On June 1 of last year the 47th president of the United States hosted a conference call urging state governors to call in the National Guard and crush ongoing protests against the death-dealing police. Referring to the recent deployment of the National Guard in Minnesota, Trump said: “Those guys walked through that stuff like it was butter, and they haven’t had any problems since.” Defense Secretary Mark Esper chimed in: “We need to dominate the battle-space.”
The aim of domination is to encounter no one, except at the tip of a sword. To cut clear, leaving an empty space, a frictionless void.
A few weeks later Falcon Heavy, the most powerful rocket from the Space X Mars colonization effort was launched. According to Space X, the future is no longer on earth, it is in SPACE. Following the same logic as the intelligent toddler who forgoes a marshmallow now for the sake of two later on, Space X justifies every sacrifice, every extraction and every brutality here on earth, for the sake of Life on Mars. With the future deported, earth appears as ruin.
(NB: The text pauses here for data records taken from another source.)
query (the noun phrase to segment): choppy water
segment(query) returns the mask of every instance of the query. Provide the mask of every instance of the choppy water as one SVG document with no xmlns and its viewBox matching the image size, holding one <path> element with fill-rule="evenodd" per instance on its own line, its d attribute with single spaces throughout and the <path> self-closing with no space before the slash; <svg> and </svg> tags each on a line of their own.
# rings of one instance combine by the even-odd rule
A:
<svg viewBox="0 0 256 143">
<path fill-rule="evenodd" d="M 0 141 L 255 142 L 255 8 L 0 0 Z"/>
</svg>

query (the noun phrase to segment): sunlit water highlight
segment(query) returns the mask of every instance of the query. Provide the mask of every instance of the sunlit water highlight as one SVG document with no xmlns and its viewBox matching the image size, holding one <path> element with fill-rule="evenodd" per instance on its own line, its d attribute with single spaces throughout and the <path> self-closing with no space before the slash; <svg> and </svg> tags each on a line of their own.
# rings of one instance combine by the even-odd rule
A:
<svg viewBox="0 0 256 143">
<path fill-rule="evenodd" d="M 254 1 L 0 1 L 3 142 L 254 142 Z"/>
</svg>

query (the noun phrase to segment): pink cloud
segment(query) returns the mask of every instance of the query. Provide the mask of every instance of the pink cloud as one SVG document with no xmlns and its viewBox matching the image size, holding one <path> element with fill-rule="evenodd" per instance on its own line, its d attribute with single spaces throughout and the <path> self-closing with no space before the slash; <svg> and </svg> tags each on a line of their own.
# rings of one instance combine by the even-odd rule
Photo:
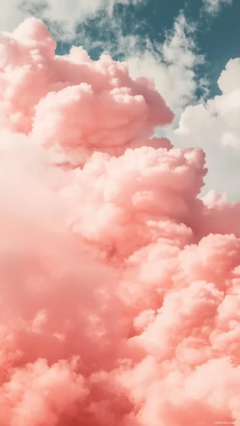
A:
<svg viewBox="0 0 240 426">
<path fill-rule="evenodd" d="M 240 425 L 239 205 L 151 81 L 1 37 L 1 426 Z"/>
</svg>

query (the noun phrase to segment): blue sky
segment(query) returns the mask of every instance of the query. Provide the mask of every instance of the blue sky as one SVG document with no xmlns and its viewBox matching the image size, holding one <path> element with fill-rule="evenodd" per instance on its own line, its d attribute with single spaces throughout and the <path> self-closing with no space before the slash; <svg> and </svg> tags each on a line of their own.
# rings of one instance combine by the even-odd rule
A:
<svg viewBox="0 0 240 426">
<path fill-rule="evenodd" d="M 239 0 L 233 0 L 230 6 L 221 5 L 214 14 L 203 10 L 202 0 L 146 0 L 135 5 L 117 3 L 107 27 L 101 25 L 105 16 L 104 8 L 98 11 L 94 17 L 89 17 L 81 23 L 78 25 L 80 37 L 76 37 L 76 44 L 86 47 L 91 57 L 97 59 L 106 50 L 109 39 L 113 46 L 118 45 L 117 25 L 124 35 L 138 36 L 144 49 L 146 38 L 150 38 L 153 45 L 163 43 L 166 31 L 173 28 L 181 11 L 188 22 L 196 26 L 193 36 L 198 52 L 205 55 L 204 64 L 198 68 L 197 72 L 209 80 L 211 94 L 219 94 L 217 80 L 221 71 L 230 58 L 240 56 Z M 84 36 L 81 37 L 83 33 Z M 89 40 L 93 43 L 97 41 L 100 45 L 89 48 Z M 59 42 L 57 52 L 67 53 L 72 42 Z M 115 59 L 124 59 L 124 54 L 114 54 L 113 49 L 111 53 Z"/>
<path fill-rule="evenodd" d="M 153 78 L 176 115 L 156 134 L 204 150 L 204 193 L 240 199 L 240 0 L 8 0 L 0 30 L 30 15 L 47 23 L 58 54 L 83 45 Z"/>
</svg>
The whole planet just another “shithole” country.
Through Esper, Trump and Space X, we sense something of the prevailing techniques for the domination of space, something of the general violence that undergirds the depthless, wide white space of the contemporary; what Christopher Page, in his essay for this micro-issue, calls “this new ‘transparency’ of the open-plan office, gallery and cultural centre.”
In the contributions that make up this micro-issue, space is not a surface, or a hole, or a void, or even a container. It appears as a matter of division; of edges separating one form from another, or separating figure from ground. Of doubles, inversions and distortion; resonances and resemblances that call out to one another. Space is visible because it situates objects in relation to one another. As a set of relative effects, space pulls certain figures close, while others are pushed to the periphery. The inside is marked off from the outside. With a focus on architecture and the built environment, this micro-issue considers the social and sensuous choreography of spatial effects.
Following in the footsteps of well known figures such as Thomas Hobbes and René Descartes, let us try an annihilation exercise of our own. That is, imagine the annihilation of all bodies, including your own, of all matter, however discrete. All that is left is mind. Your mind. In order to derive the general properties of space, this exercise images the complete annihilation of everything, except for the perceiving subject. When the vicissitudes of reality are gone, what remains? We may find, despite our efforts, that we are not alone. The traces, echoes, reverberations of those erased persist in the mind. And it is from these remnants that we begin to develop our sense of space.